PR belabors under the belief in order to attain some mythic "legitimacy" as a program it must do what the Sentai does. Lots of locations, lots of "big" stunts/sets/effects... When in fact, PR had an almost perfect system in place for its first six years. They could do a show MUCH wider in scope for much less money. PR used to be able to do everything -- and not it can't do much of anything.
"The SPD Rangers can't go to space every week."
"Why not?"
"No money."
"Shoot in a quarry, color tint the film, and matte-paint the sky. Space did this EVERY WEEK."
"That looks cheap."
"It looked cheap in 1998, it still works better than most of Lost Galaxy's lavish FX."

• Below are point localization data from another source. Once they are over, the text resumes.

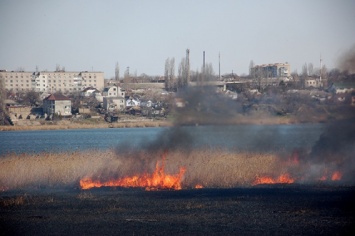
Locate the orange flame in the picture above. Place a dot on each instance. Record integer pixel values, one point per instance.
(336, 176)
(157, 180)
(284, 178)
(198, 186)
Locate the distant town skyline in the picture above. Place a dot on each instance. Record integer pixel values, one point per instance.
(95, 35)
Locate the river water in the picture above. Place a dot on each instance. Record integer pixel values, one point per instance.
(237, 137)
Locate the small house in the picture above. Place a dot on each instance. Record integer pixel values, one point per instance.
(57, 104)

"Can't edit the Megazord fights as someplace else."
"The villains are attacking Earth to KEEP the Rangers from staying in space, so they have to keep flying back for the Megazord fight."
PR is SCARED to go big and high concept anymore. PR wants to be safe and predictable, like Sentai. No innovations, no originality. Sentai takes an idea and milks it dry, all the while avoiding having to actually DO anything pertaining to that theme. This was less evident prior to the fall of the Japanese Action Club, but it got worse when Sentai was effectively reduced to "PR's Asian farm league." When Sentai existed primarily so Toei could make the REAL bucks off next year's PR adaptation.

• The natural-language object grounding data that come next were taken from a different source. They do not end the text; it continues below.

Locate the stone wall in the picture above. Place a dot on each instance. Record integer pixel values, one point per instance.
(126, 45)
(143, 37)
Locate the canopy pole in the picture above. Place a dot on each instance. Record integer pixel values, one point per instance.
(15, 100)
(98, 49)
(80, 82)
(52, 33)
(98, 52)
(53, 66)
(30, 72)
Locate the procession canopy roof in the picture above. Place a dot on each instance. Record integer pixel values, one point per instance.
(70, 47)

Now when Sentai does something cool and new it's... Battlizers for the entire team. Emulating surface elements not from past Sentais or Tokus, but PR itself. All the while not understanding the underlying mechanics. Argh.
Man, I watch The Power Transfer, and awful as it was... The Abandoned Planet FELT like an abandoned Earth-like planet. Some shots of downtown LA, Dai footage of Serpentera attacking Tokyo, and assorted Roman statues all over the place. Just color tint it, and bam. Works. That's INSANE. This is the biggest difference between Sentai and PR. PR EMBRACES BEING AN AWFUL SYD AND MARTY KROFT SHOW, IT JUST DOES IT BALDFACED.
We deride Lost Galaxy (rightfully) for committing the cardinal sin of VR Troopers and going way the fuck too ambitious with the scope and scale in proportion to what the source material would allow, but dammit... They tried. And by the middle of the year they'd actually sold us on the implausibility of that gigantic space ark loaded with lots of generic locations to drop in Gingaman footage.
That doesn't mean it was a GOOD idea, but they'd still managed to convince us it was the location for this season. Were that PR could be that ballsy again.
There was a time when PR understood if you just teleported everywhere you didn't have to deal with shooting cumbersome transitions or drop-ins. You leeched some narrative tension out in exchange for introducing new and different kinds of conflict. You dealt with the giant expository device that was Zordon by making him a manipulative bastard who doled out all explanations in dollups only when the situation was truly dire.
PR used to not be afraid to just send the team off to another dimension as a function OF THE TELEPORTATION SYSTEM. "Oh, and you may or may not get back. Good luck." Now... You'd have to do some cumbersome explanation which eats up the whole first act to accomplish routine crap like "going to another dimension." PR didn't used to be afraid of how immense and busy its universe was. Billy casually tosses off a reference to "other evils we can fight" in Doomsday, without even being aware of Zedd. It was just IMPLICIT in this universe that there'd be other villains to fight, and we were only seeing one conflict in a much, much larger timeline.
PR used to have awe. It's not even that PR used to be good (although Clippy's Allstate parody IS hilarious), it's that PR used to be filled with awe at its own universe and the vast palate they were given to paint with. And now PR is just paint-by-numbers with stock patterns Toei provides.